Reading Psalm 23, or any other passage deeply ingrained by memorization, feels different. It feels like my mind is reading it faster than I want to. I stumbled, a bit, when I reached verse 9:
“Surely goodness and lovingkindness will follow me all the days of my life, and I will dwell in the house of the LORD forever.”
The version I have in my head doesn’t say lovingkindness, it says mercy. Today, I was struct by how different those words feel to me. I think I’ve given a weird connotation to mercy. I’ve defined it as a withholding of consequences. Where grace is getting a good thing I don’t deserve, mercy is not getting a bad thing I do deserve. It’s nice, but I don’t know why it feels like it comes with a side-eye and an, “I’ll let you off the hook this time.” Plus, there’s that association to the horrible game we played as kids where you interlocked fingers and tried to bend each other’s knuckles the wrong way. Yelling “mercy” is like tapping out. Stop beating me! Then the other person agrees to stop inflicting pain. That gets a little twisted for me.
But lovingkindness?! That sounds amazing! A kindness fueled by love. This word is everywhere in the NASB translation. Psalm 136, where we usually find the line “His love endures forever” in every verse, is translated as “For His lovingkindness is everlasting.” That definitely doesn’t fit into a Michael W. Smith song as seamlessly, but it’s so rich! It’s also posed as the reason to praise Him.
Many of Israel’s corporate songs used the word lovingkindness. It’s actually a translation of the Hebrew word chesed (which is kind of hilarious to me, because it reminds me of my favorite way to say you’re super mad about something: royally cheesed). I love language.
Anyway, it is a frequently used word to describe the relationship, not only between God and man, but prescribed between man and man. This love and kindness, and lovingkindness is the way we are to approach one another. It is related to the word charity, which also has sadly gained negative connotation. The application, however is beautiful.
How can we be chesed toward each other?
First, we must understand the beauty of it being true about our relationship with God. These three Psalms have a lot to do with being in God’s house. Lovingkindness is linked to forgiveness in 25:10-11.

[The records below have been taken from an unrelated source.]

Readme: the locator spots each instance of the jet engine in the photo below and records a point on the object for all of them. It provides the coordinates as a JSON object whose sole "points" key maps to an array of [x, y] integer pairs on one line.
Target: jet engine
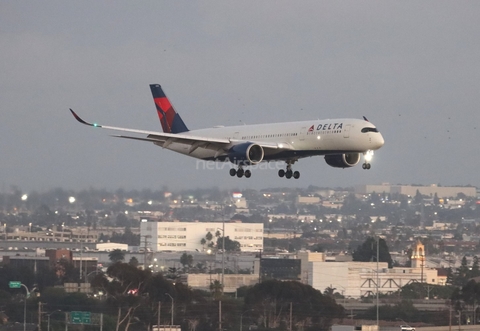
{"points": [[246, 153], [343, 160]]}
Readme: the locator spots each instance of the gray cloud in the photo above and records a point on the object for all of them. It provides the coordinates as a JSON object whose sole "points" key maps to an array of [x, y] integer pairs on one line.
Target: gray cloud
{"points": [[410, 67]]}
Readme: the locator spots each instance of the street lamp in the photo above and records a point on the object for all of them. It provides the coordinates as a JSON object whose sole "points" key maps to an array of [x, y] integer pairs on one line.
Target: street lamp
{"points": [[48, 318], [223, 255], [27, 295], [241, 318], [171, 318]]}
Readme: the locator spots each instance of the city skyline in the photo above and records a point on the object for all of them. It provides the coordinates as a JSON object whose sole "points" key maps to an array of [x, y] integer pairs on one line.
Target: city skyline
{"points": [[411, 68]]}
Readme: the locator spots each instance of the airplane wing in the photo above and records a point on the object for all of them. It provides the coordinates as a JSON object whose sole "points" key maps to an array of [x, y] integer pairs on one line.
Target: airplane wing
{"points": [[165, 139]]}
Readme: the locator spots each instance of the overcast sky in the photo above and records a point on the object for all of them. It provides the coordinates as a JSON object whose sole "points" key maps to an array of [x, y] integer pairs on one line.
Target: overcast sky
{"points": [[411, 67]]}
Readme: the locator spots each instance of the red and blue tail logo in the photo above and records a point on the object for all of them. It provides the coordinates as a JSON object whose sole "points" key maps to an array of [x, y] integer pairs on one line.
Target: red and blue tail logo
{"points": [[170, 120]]}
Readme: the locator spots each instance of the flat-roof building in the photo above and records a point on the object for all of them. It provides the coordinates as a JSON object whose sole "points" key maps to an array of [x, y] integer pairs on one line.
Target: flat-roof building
{"points": [[187, 236]]}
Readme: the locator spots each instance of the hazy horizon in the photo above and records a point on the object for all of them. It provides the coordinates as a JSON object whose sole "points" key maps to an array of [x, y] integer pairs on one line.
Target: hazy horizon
{"points": [[410, 67]]}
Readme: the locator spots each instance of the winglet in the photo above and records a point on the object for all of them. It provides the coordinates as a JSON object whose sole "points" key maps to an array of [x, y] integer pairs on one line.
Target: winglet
{"points": [[78, 118]]}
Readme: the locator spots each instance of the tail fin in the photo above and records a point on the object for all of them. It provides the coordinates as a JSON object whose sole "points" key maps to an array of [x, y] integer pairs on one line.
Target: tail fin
{"points": [[170, 120]]}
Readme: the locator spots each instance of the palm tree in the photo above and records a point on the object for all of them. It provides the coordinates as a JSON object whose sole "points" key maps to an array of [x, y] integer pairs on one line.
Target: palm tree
{"points": [[117, 255]]}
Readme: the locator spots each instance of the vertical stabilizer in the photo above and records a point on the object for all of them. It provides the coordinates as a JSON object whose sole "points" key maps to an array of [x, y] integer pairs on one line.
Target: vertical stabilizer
{"points": [[170, 120]]}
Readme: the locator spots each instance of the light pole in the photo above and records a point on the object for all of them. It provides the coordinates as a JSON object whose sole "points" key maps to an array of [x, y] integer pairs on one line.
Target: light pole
{"points": [[27, 295], [171, 318], [241, 318], [48, 318], [223, 255], [378, 241]]}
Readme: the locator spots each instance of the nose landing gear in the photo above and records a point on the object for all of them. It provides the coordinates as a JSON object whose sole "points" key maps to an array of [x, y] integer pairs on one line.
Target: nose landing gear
{"points": [[240, 172], [367, 157], [366, 166]]}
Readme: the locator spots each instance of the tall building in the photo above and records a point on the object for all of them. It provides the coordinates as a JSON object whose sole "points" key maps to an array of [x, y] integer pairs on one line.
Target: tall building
{"points": [[193, 236], [418, 255]]}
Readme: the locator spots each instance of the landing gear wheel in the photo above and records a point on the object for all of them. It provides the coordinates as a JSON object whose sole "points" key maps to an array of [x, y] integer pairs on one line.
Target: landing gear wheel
{"points": [[240, 173], [366, 166]]}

I want my three applications today to be:
- Considering how I can be loving/forgiving: “Above all, be fervent in your love for one another, because love covers a multitude of sins.” 1 Peter 4:8.
- Considering how I can be charitable/generous: “Be hospitable to one another without complaint.” 1 Peter 4:9.
- Considering how I can be kind: “As each one has received a special gift, employ it in serving one another as good stewards of the manifold grace of God.” 1 Peter 4:10.